Mengingat makin maraknya kasus kekerasan yang melibatkan anak dengan pelaku yang mayoritas adalah orang terdekat sudah sepatutnya kita mengevaluasi pola asuh serta pendidikan anak. Hal ini penting dilakukan dan alangkah baiknya dilakukan sedini mungkin agar anak sendiri pun dapat melakukan proteksi diri jika terjadi hal-hal yang tidak diinginkan. Minimal anak menjadi lebih terbuka dan tidak tersudut oleh intimidasi yang mengakibatkan anak menjadi tertutup ketika menjadi korban kekerasan.

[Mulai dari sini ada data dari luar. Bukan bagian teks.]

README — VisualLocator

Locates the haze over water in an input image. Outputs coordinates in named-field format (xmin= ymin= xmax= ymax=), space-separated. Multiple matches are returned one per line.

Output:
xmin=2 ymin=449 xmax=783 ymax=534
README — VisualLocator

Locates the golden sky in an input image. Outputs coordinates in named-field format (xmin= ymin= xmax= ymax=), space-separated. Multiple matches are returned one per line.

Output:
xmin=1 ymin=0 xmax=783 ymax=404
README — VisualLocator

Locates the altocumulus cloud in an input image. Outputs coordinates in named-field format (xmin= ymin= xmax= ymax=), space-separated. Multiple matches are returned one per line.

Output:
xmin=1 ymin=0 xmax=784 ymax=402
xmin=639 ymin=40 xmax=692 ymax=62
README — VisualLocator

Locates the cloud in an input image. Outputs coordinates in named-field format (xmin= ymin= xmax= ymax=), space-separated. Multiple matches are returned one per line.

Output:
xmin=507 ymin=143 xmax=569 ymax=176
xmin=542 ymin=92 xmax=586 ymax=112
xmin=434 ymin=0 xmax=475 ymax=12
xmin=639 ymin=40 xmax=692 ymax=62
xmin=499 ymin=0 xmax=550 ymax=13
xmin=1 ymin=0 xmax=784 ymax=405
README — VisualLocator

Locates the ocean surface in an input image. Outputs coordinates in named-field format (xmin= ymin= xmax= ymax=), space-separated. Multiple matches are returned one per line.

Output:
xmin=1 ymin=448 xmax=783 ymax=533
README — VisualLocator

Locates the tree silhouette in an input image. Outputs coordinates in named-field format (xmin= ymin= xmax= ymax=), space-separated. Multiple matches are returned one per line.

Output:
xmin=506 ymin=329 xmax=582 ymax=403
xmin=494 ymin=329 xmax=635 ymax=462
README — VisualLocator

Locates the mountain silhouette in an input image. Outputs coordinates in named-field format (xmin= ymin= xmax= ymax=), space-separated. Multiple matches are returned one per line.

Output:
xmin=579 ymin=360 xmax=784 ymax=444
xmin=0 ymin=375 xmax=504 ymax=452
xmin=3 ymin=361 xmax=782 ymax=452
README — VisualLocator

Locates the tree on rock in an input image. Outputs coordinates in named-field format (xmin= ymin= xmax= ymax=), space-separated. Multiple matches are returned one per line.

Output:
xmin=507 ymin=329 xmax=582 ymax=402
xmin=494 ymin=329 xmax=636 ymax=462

Orangtua sebagai benteng utama perlindungan terhadap anak harus lebih aware terhadap interaksi anak dimanapun anak berada sekalipun dalam lingkungan keluarga.
Mengingat kasus demi kasus yang terjadi bukan tidak mungkin kekerasan pada anak terjadi di lingkungan terdekat semisal keluarga. Oleh karenanya komunikasi yang terjalin antara anak dan orangtua harus terjalin secara baik dan berkesinambungan. Disela kesibukan orangtua harus meluangkan waktu untuk duduk berbincang dengan anak agar anak lebih terbuka kepada orangtuanya dan merasa aman untuk meminta perlindungan jika terjadi hal-hal yang tidak diinginkan pada anak. Sebagai tata pemerintahan dalam lingkup terkecil dan terdekat ditengah masyarakat, kelurahan rt dan rw juga harus turut berperan aktif dalam penanggulan kekerasan anak.
Tokoh masyarakat serta pegawai kelurahan, rt dan rw membentuk sebuah satgas yang berfungsi untuk melakukan pendataan sekaligus pembaruan data setiap periode rutin terkait junlah anak yang berada di lingkungan setempat serta latar belakang keluarga anak tersebut misal anak broken home yang hanya tinggal bersama ayahnya atau anak yang hanya tinggal bersama kakek dan neneknya karena kedua orangtuanya pergi merantau untuk bekerja. Semua elemen harus bersinergi untuk membentuk sebuah proteksi sejak dini dimulai dari lingkup terkecil untuk memininalisir ruang gerak dan peluang terjadinya kekerasan pada anak.